In relation to the most basic duty of the prosecutor, in one of South Australia's most notorious criminal cases, three of South Australia's leading QCs, who have each had direct involvement in this case, have each failed to comply with that duty. Until they correct such an obvious and blatant failure, why would we entrust them with even greater powers than they already have?

This bill in its current form has many ramifications that, once done, will be difficult, if not impossible, to undo, and further community debate and discussion is needed, including both the legal and forensic professions, on greater safeguards which could be put in place to protect innocent citizens from wrongful prosecution.

I have many constituents who come to my office claiming injustice, and people who have been battling the system for years seem to believe that a newly elected member can somehow break through the stonewall that is in place, wave a magic wand and somehow fix all of it. This, of course, is rarely, if ever, the case. We can, however, be their voice in this place and, when sufficient documentation is provided, raise their grievances when the opportunity arises or even create an opportunity if the evidence is compelling.

Some of these people have been harassed, victimised, persecuted and followed around for years in an effort to have them retried or tried in different circumstances on cases that they have actually been acquitted of. This still leaves them with the opportunity for us to create a voice for them. It leaves them with little recall, but at least they feel validated and, when falsely accused or pursued in order for the system to be right, they can find some level of comfort in knowing that someone actually believes them.

It was Voltaire who said, 'It is dangerous to be right when the government is wrong', and it was Arthur Schopenhauer, a 16th century German philosopher, who said, 'All truth passes through three stages: firstly it is ridiculed, secondly it is violently opposed and thirdly it is accepted as being self-evident.'

So, injustice is nothing new, and fear of taking on the government was truly alive and well even in Voltaire's time. Therefore, it is fair to assume that we did not come into laws such as double jeopardy, the rights of habeas corpus, trial by jury or the abolition of the Star Chamber simply by accident. These were reforms from the value of insight, hindsight and evolution to set right the imbalance created by the elite regimes who would control rather than rule or govern for the greater good, and we must take great care when we rewrite laws that were established to protect the average citizen against such regimes.

As humans we are a fickle lot, and this is now, more than ever, demonstrated by the ability of the media to sell a story to the public, be it right or wrong, truthful or not, and create so much confusion that the average citizen finds it more than impossible to form an opinion. This creates a level of apathy and the phenomenon of group thinking that prevents any kind of public dissent in the search for justice. It is this human flaw that concerns me in conjunction with this amendment to this bill.

Hitler was able to dispose of millions with little resistance by creating the 'reality' that the Jews were in fact a subhuman race.
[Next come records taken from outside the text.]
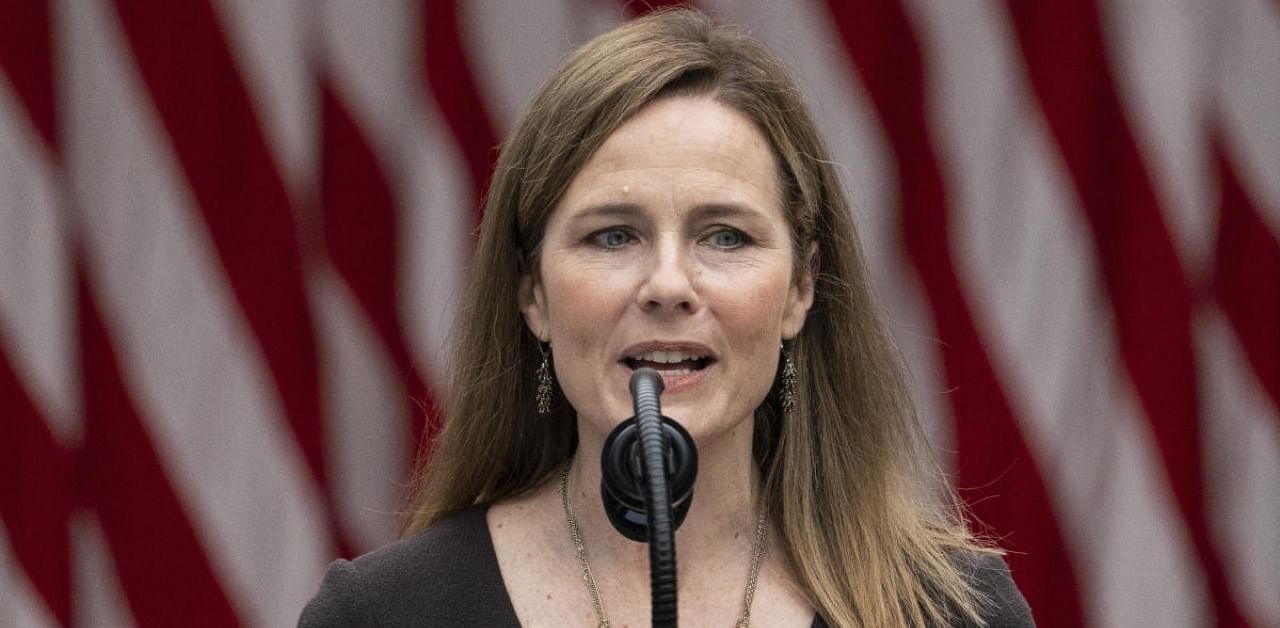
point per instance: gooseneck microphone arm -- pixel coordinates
(648, 470)
(645, 390)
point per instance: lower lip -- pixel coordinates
(675, 383)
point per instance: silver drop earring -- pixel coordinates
(544, 384)
(789, 383)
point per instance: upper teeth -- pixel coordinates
(666, 357)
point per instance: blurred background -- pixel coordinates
(233, 233)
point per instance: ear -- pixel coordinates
(800, 298)
(533, 305)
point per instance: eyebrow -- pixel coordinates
(704, 210)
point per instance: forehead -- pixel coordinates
(681, 145)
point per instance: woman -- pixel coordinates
(667, 202)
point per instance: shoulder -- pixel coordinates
(446, 576)
(990, 576)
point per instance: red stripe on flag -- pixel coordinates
(27, 58)
(992, 457)
(1247, 276)
(453, 86)
(35, 494)
(362, 238)
(163, 569)
(1063, 46)
(202, 102)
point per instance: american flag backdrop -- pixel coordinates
(233, 233)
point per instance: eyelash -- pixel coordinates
(598, 238)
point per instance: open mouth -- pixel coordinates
(668, 362)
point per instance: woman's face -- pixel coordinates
(670, 250)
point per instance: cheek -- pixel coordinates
(753, 311)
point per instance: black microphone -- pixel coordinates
(648, 470)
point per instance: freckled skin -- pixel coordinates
(693, 246)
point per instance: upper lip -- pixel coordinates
(693, 349)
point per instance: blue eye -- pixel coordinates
(727, 238)
(611, 238)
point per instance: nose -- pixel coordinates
(668, 282)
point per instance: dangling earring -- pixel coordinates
(544, 384)
(789, 384)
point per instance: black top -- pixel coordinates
(448, 576)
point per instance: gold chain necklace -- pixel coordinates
(744, 620)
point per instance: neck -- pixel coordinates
(716, 535)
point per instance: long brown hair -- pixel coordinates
(871, 539)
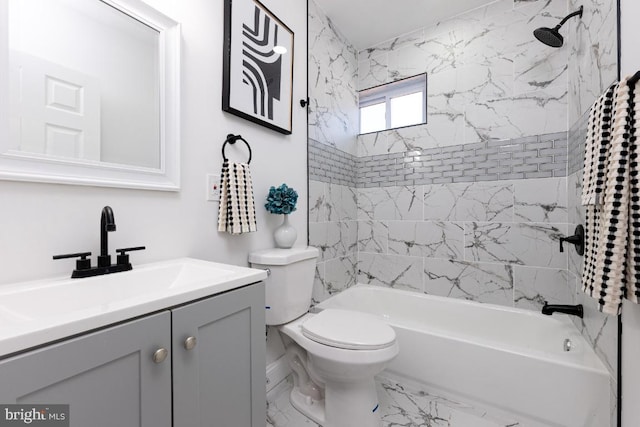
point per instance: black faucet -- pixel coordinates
(107, 224)
(575, 310)
(83, 265)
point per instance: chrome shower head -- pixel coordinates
(551, 36)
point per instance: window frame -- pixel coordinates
(384, 93)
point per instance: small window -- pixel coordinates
(394, 105)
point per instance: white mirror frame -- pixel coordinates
(21, 166)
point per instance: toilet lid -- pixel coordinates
(349, 330)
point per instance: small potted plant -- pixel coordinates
(282, 201)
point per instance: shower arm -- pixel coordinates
(569, 16)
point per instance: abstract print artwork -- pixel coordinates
(258, 65)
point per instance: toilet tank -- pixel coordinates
(289, 285)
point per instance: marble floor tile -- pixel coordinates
(402, 405)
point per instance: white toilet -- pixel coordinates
(334, 354)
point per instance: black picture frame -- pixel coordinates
(257, 81)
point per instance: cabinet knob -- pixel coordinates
(190, 343)
(160, 355)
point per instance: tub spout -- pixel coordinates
(575, 310)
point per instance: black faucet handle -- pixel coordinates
(123, 257)
(577, 239)
(82, 264)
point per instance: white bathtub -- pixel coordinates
(507, 358)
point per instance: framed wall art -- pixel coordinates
(258, 65)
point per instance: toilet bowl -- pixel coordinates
(334, 354)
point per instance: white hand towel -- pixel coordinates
(612, 253)
(236, 213)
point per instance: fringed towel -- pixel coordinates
(611, 194)
(237, 212)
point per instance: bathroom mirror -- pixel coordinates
(89, 93)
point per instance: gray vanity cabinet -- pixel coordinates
(220, 382)
(140, 372)
(107, 377)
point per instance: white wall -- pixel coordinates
(40, 220)
(629, 33)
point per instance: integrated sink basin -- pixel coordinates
(35, 313)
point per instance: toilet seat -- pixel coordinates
(349, 330)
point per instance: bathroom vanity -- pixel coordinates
(184, 348)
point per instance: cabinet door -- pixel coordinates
(221, 381)
(107, 377)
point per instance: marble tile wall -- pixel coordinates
(334, 230)
(494, 242)
(333, 108)
(491, 239)
(488, 77)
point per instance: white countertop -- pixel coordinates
(35, 313)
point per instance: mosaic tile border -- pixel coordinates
(541, 156)
(577, 136)
(329, 164)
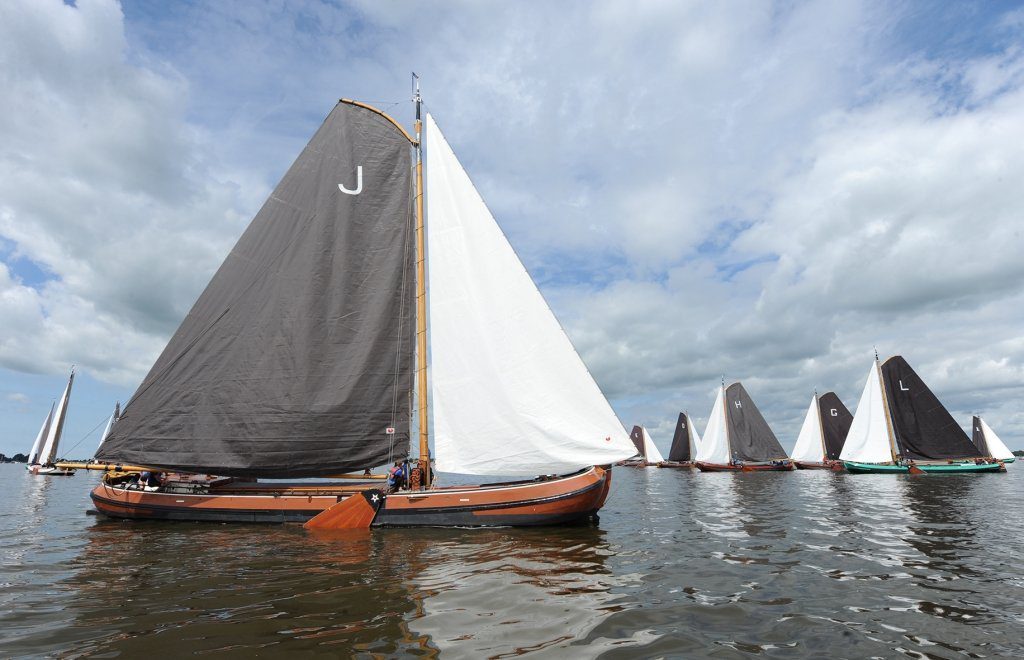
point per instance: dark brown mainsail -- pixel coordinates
(836, 421)
(680, 450)
(923, 427)
(297, 358)
(751, 439)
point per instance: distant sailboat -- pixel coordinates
(684, 443)
(901, 427)
(649, 454)
(738, 438)
(988, 443)
(298, 359)
(44, 449)
(822, 434)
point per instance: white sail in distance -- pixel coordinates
(104, 434)
(509, 393)
(809, 447)
(694, 438)
(650, 452)
(996, 447)
(715, 443)
(40, 437)
(49, 450)
(869, 439)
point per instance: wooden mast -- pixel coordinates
(421, 298)
(885, 407)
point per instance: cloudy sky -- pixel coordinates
(761, 191)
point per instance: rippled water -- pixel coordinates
(808, 564)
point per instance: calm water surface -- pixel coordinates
(809, 564)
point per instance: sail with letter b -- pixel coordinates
(298, 355)
(510, 395)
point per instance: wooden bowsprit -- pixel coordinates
(355, 512)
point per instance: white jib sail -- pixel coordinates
(996, 447)
(49, 450)
(868, 439)
(102, 437)
(650, 452)
(694, 438)
(43, 431)
(715, 443)
(510, 396)
(809, 447)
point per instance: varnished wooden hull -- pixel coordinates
(828, 465)
(553, 501)
(784, 466)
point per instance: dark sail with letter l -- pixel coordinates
(836, 421)
(923, 427)
(751, 438)
(978, 436)
(297, 359)
(680, 450)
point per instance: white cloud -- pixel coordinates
(764, 191)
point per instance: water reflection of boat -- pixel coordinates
(506, 594)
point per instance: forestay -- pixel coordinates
(868, 439)
(297, 359)
(714, 445)
(809, 447)
(510, 396)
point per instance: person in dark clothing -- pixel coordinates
(396, 477)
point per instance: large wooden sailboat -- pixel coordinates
(684, 443)
(822, 434)
(43, 455)
(901, 427)
(737, 438)
(988, 443)
(298, 360)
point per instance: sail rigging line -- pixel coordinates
(256, 278)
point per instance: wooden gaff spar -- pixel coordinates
(299, 359)
(901, 427)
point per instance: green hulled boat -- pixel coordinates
(876, 468)
(902, 428)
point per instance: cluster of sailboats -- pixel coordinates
(900, 427)
(306, 356)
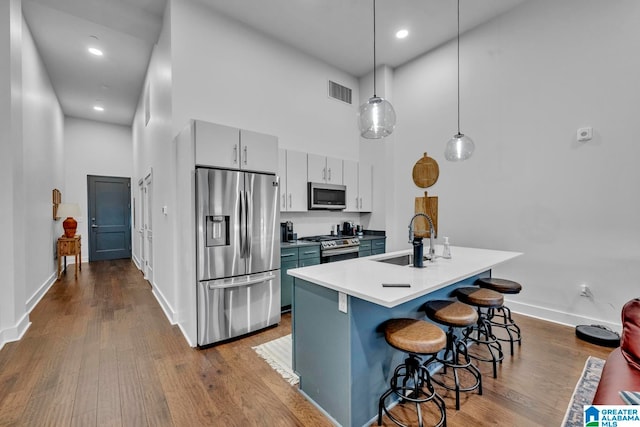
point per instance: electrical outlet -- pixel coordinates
(342, 302)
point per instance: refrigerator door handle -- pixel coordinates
(249, 224)
(243, 223)
(236, 284)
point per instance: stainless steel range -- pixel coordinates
(336, 248)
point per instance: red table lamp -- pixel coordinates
(69, 210)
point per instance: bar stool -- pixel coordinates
(503, 313)
(482, 299)
(454, 314)
(416, 338)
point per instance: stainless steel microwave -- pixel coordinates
(326, 196)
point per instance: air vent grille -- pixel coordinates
(339, 92)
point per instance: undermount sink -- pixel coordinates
(398, 260)
(401, 260)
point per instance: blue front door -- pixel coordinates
(109, 210)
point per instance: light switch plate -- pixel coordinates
(342, 302)
(585, 134)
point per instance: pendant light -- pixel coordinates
(460, 147)
(377, 117)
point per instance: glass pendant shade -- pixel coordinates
(377, 118)
(459, 148)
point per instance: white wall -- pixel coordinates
(43, 164)
(92, 148)
(153, 152)
(529, 80)
(30, 156)
(227, 73)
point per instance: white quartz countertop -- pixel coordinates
(363, 277)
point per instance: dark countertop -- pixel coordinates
(369, 235)
(298, 243)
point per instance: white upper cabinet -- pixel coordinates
(351, 181)
(292, 166)
(358, 179)
(365, 187)
(258, 152)
(228, 147)
(324, 169)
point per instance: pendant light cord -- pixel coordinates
(374, 49)
(458, 67)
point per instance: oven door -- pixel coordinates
(334, 255)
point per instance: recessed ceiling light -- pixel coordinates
(402, 33)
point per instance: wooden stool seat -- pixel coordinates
(503, 286)
(415, 336)
(480, 297)
(451, 313)
(454, 314)
(500, 317)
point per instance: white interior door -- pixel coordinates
(147, 227)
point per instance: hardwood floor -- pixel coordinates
(100, 351)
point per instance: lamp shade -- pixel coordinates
(459, 148)
(66, 210)
(69, 210)
(377, 118)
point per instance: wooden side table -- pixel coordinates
(68, 246)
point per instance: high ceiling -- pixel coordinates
(339, 32)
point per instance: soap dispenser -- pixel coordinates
(446, 250)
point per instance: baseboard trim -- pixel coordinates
(40, 293)
(164, 304)
(136, 261)
(557, 316)
(16, 332)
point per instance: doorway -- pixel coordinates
(146, 193)
(109, 209)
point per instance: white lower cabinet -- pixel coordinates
(292, 168)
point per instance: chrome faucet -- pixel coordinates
(432, 234)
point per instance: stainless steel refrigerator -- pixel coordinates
(238, 255)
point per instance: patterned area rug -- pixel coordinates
(278, 354)
(583, 393)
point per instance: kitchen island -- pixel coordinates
(339, 350)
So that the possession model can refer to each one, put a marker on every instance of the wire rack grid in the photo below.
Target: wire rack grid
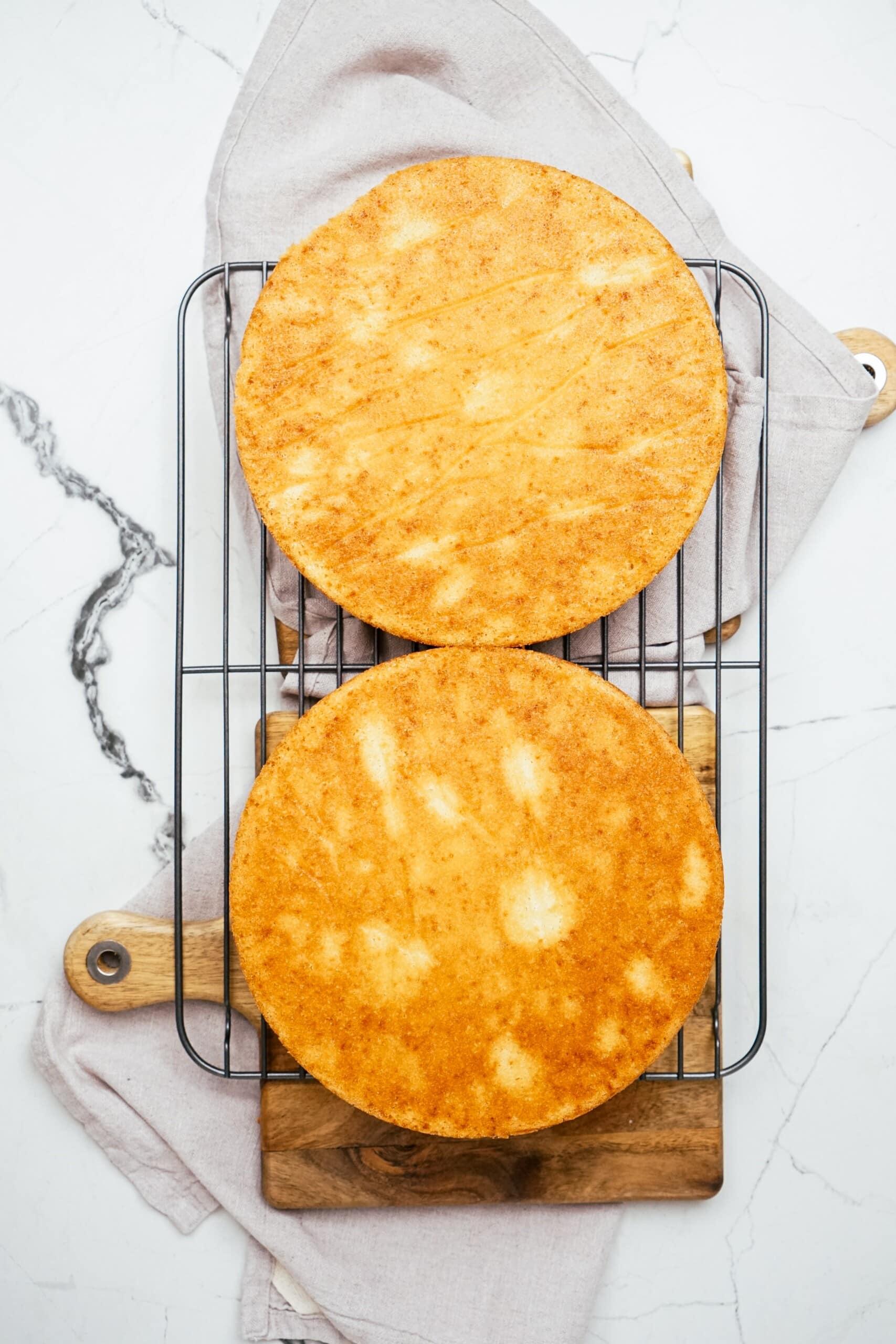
(716, 667)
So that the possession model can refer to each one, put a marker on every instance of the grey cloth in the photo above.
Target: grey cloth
(342, 93)
(190, 1143)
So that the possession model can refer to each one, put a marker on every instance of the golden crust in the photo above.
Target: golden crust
(476, 891)
(486, 405)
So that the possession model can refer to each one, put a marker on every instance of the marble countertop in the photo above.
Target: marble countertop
(112, 114)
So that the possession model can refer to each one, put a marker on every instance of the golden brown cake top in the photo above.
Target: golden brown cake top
(476, 891)
(486, 405)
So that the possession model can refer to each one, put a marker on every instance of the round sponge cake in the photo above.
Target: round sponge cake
(486, 405)
(476, 891)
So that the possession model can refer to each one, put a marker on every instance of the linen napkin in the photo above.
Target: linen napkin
(342, 93)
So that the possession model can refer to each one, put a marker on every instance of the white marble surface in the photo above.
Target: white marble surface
(112, 113)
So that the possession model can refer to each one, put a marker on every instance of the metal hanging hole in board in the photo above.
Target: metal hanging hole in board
(108, 961)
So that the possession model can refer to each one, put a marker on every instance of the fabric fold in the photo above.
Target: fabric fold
(340, 93)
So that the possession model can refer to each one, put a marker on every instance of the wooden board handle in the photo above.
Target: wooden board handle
(121, 960)
(878, 354)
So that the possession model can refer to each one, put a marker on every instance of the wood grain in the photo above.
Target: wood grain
(656, 1140)
(151, 979)
(864, 340)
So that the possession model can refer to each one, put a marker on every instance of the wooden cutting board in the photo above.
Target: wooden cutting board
(656, 1140)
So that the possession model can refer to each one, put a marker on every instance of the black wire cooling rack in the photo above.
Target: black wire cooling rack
(718, 668)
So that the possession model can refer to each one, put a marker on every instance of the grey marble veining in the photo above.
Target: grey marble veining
(140, 554)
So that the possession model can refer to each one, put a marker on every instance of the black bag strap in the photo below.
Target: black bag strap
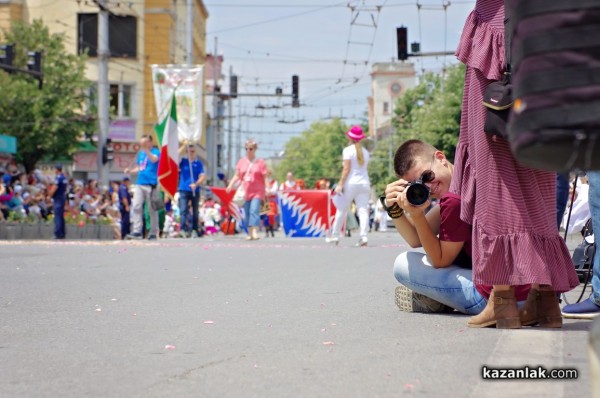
(507, 40)
(566, 116)
(571, 39)
(556, 79)
(530, 8)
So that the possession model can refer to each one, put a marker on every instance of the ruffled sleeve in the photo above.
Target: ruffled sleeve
(481, 46)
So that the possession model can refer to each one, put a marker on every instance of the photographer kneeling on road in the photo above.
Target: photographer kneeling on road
(441, 277)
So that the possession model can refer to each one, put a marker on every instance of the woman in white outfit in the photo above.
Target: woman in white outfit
(353, 186)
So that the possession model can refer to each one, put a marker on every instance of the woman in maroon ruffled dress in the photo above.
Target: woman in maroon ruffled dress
(511, 207)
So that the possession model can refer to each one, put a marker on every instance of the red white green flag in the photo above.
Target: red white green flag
(168, 169)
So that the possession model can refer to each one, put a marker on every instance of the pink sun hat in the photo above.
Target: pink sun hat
(355, 133)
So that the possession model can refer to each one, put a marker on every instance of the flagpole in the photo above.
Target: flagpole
(191, 173)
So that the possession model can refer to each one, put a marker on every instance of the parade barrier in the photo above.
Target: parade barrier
(45, 231)
(306, 213)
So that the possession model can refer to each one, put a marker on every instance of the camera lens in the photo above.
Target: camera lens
(417, 193)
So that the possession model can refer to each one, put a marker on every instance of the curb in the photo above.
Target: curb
(594, 352)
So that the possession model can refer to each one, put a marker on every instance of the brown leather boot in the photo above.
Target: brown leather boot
(541, 308)
(500, 311)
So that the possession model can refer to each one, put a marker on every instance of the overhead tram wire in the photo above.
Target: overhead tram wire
(321, 8)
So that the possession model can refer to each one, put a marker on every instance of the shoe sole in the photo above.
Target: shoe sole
(579, 316)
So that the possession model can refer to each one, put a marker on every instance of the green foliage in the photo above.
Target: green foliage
(429, 112)
(316, 153)
(47, 123)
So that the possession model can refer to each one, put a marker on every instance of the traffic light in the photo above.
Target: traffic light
(34, 64)
(402, 43)
(233, 86)
(295, 91)
(34, 61)
(7, 55)
(107, 151)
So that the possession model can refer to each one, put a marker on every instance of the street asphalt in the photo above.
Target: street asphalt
(223, 317)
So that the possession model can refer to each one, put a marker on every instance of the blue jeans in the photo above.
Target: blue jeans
(184, 198)
(59, 220)
(562, 196)
(252, 211)
(451, 285)
(594, 199)
(125, 223)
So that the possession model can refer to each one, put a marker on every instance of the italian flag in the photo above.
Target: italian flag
(168, 169)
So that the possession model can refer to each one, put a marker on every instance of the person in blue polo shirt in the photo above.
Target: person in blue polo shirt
(146, 186)
(125, 207)
(58, 193)
(191, 176)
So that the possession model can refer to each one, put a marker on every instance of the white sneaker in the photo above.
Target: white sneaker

In his endeavours he is quoted as saying, 'It is easier to believe a lie than it is to believe the truth, and the bigger the lie the easier it is to believe.' In fact, we see all too often how the views of the minority can be interpreted as majority thinking simply because of issues that the media are either sympathetic to or not.

Already I see the danger where people have forgotten to ask questions. Now it seems that it is all too much to seek the truth or to stand by a conviction when it is not popular. It is seen all too often as agreement, when in fact the silent majority stay silent because they can find themselves in all sorts of trouble if they do speak out. This group thinking is almost hypnotic, where people will chant slogans because it is easier than opposing. It is my concern that this bill gives too much power to too few and, as I said, once done it will be impossible to undo.

Progress reported; committee to sit again.


At 18:06 the council adjourned until Wednesday 30 April 2008 at 14:15.